Posted by Mrs Giggles on April 9, 2024 in 3 Oogies, Book Reviews, Genre: Crime & Suspense

Strike Back by Marliss MeltonJames-York Press, $2.99, ISBN 978-1-938732-26-3
Romantic Suspense, 2018

oogie 3oogie 3oogie 3

Romantic suspense and thrillers are two different genres, and normally I shouldn’t expect the former to be the same as the latter. It is hard, however, not to question the sanity of the characters involved when these people would, because the genre demands it, get distracted by the tingling feeling in their groins when they should be vigilant or scared.

Hence, I do a big eye roll early on in Marliss Melton’s Strike Back when the heroine Hilary Alcorn, after working long past midnight, suspects that she’s being trailed by a car on her drive home, only to shrug it off and start daydreaming about the hero Stuart Randolph instead.

He’d come into her life when she was still working for her friend and private investigator, Juliet Rhodes.

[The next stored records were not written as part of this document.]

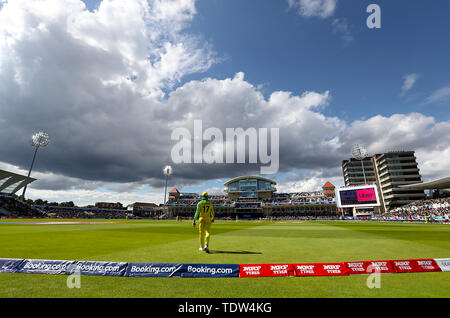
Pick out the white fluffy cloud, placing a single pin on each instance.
(409, 81)
(441, 95)
(314, 8)
(102, 84)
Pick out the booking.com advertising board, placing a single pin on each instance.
(62, 267)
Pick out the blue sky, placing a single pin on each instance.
(387, 87)
(277, 48)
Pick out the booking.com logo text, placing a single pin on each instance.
(231, 149)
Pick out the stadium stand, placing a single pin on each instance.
(12, 207)
(430, 208)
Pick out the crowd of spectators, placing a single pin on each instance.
(430, 208)
(77, 213)
(12, 207)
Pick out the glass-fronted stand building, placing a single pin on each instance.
(251, 187)
(252, 197)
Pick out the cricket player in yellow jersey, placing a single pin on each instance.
(205, 213)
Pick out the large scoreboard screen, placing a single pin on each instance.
(358, 196)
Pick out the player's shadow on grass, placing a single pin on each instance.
(233, 252)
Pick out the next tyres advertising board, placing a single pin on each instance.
(357, 196)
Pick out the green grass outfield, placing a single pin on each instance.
(232, 242)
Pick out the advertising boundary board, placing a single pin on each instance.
(65, 267)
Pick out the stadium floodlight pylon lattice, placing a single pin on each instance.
(167, 172)
(39, 139)
(360, 152)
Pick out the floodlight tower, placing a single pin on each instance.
(39, 139)
(167, 172)
(360, 152)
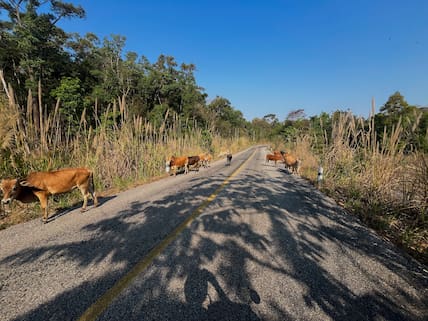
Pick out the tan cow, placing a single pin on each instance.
(40, 185)
(173, 163)
(274, 157)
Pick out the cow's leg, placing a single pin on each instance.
(84, 189)
(43, 199)
(92, 190)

Finding a spy from the Cold War era based on his composite alone had stymied both Hilary and Juliet, so they’d called on a friend of Juliet’s Navy SEAL boyfriend, a man so good at finding information online his SEAL buddies called him Hack.

Sure, the author needs to dump a whole lot of back story on me, but I still believe she could do it a more elegant manner than having the heroine press her foot on the accelerator while doing a Wikipedia entry to herself and hence, me. What if the silly acorn lose control of her car and fly off the road or, worse, hit someone else?

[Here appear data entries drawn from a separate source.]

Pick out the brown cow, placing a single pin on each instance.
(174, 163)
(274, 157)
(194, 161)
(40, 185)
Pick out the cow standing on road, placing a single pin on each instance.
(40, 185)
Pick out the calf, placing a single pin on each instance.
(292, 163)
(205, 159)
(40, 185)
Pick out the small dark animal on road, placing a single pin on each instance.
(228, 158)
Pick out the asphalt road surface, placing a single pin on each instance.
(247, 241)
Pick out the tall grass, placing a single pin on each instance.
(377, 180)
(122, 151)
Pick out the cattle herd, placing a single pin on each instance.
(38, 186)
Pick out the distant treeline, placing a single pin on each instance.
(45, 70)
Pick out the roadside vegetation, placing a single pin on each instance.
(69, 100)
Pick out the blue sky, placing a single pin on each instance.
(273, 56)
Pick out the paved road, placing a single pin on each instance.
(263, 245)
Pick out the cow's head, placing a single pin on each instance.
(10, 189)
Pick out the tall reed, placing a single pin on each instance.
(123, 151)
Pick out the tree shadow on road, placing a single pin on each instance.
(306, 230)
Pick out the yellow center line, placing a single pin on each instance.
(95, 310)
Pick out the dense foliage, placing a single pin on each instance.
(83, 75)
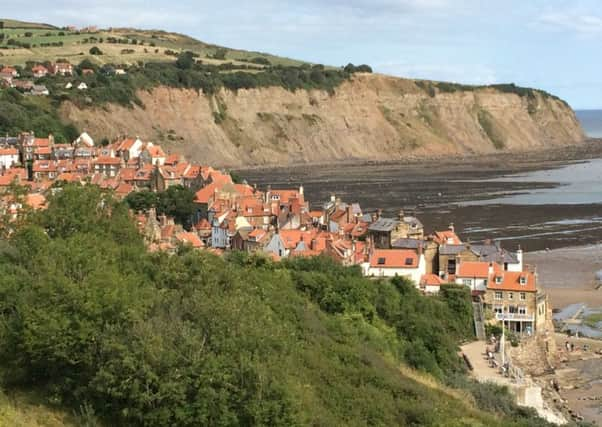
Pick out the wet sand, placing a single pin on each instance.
(568, 274)
(440, 191)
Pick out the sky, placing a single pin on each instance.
(553, 45)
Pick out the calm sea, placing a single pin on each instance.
(591, 121)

Anyway, some of their backstory happen in some previous story that I haven’t read, but the gist of it is that Stuart doesn’t want to crack the acorn, so Hilary decides to date the hot new neighbor, Elias Malki, who just happens to be in the vehicle that she suspects was trailing her earlier.

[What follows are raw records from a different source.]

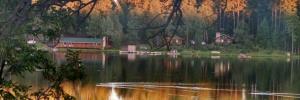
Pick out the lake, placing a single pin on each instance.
(111, 76)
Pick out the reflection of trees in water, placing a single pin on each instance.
(253, 75)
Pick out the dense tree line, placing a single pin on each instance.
(260, 24)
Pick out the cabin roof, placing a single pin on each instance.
(80, 40)
(224, 35)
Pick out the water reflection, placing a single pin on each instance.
(115, 77)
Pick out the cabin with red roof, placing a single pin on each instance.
(83, 43)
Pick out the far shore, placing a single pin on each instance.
(202, 53)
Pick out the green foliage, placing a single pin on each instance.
(263, 37)
(242, 35)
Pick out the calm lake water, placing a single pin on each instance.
(132, 77)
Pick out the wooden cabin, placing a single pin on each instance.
(129, 49)
(175, 40)
(83, 43)
(223, 38)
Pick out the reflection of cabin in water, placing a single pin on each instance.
(83, 43)
(223, 38)
(175, 40)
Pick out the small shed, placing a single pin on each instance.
(129, 48)
(175, 40)
(223, 38)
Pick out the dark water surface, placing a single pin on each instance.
(133, 77)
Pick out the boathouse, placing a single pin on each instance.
(83, 43)
(223, 38)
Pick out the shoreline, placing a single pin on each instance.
(202, 53)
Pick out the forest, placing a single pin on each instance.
(254, 24)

Then Stuart shows up, saying that she can’t give Elias any honey as that man is, ooh, a terrorist. Really, this guy dumps her because he claims that he is not good enough for her, and now he’s going to ruin her chances at hooking up with any other man. What a hero!

Okay, this is a short-ish story, so I’ll keep this short as well: Hilary, for someone working in National Counterterrorism Center, is so stupid and naïve, being led around by both Elias and Stuart that I can only wonder whether the recruitment people hired her to fulfill some DEI quota for the mentally challenged. 

Then, I remember that is a romantic suspense, so I suppose I’m to go all “Aww! That silly darling!” at the heroine and just swoon because finally she’s getting the pee-pee of her dreams and it’s a happy ending. All that terrorist plot thing is just a filler to push the heroine back onto the pee-pee where she belongs.

Oh, and here’s a shocker: the serious competition for the heroine’s affection is not her true love. I suppose at least the author deserves some credit for not adding the bloke to the list of future sequel baits.

This one is too well-written to be anything worse than a three-oogie read, but it also comes with it the awful cringe fest that is the heroine being a dumb dumb and the author being well aware of this.

In other words, this is another romantic suspense story designed from scratch to be powered by the heroine’s subpar mental faculties—if the acorn dummy had been any less gullible, this story wouldn’t be as long as it is. Worse, the author makes this wretch a staff of some intelligence agency.

I may be more charitable to the nitwit heroine had she been the staple romance genre storekeeper or flailing big city idiot stumbling into a small town, but no, the author wants me to believe that Hilary is somehow capable of hanging with spies and agents despite having less brainpower than a shambling drunk.

Three oogies, but at least 30 gallons of reservations on my part. Really, skip this thing if you have low tolerance for nitwits driving the plot with their sub-optimal brainpower and lots of plot contrivances.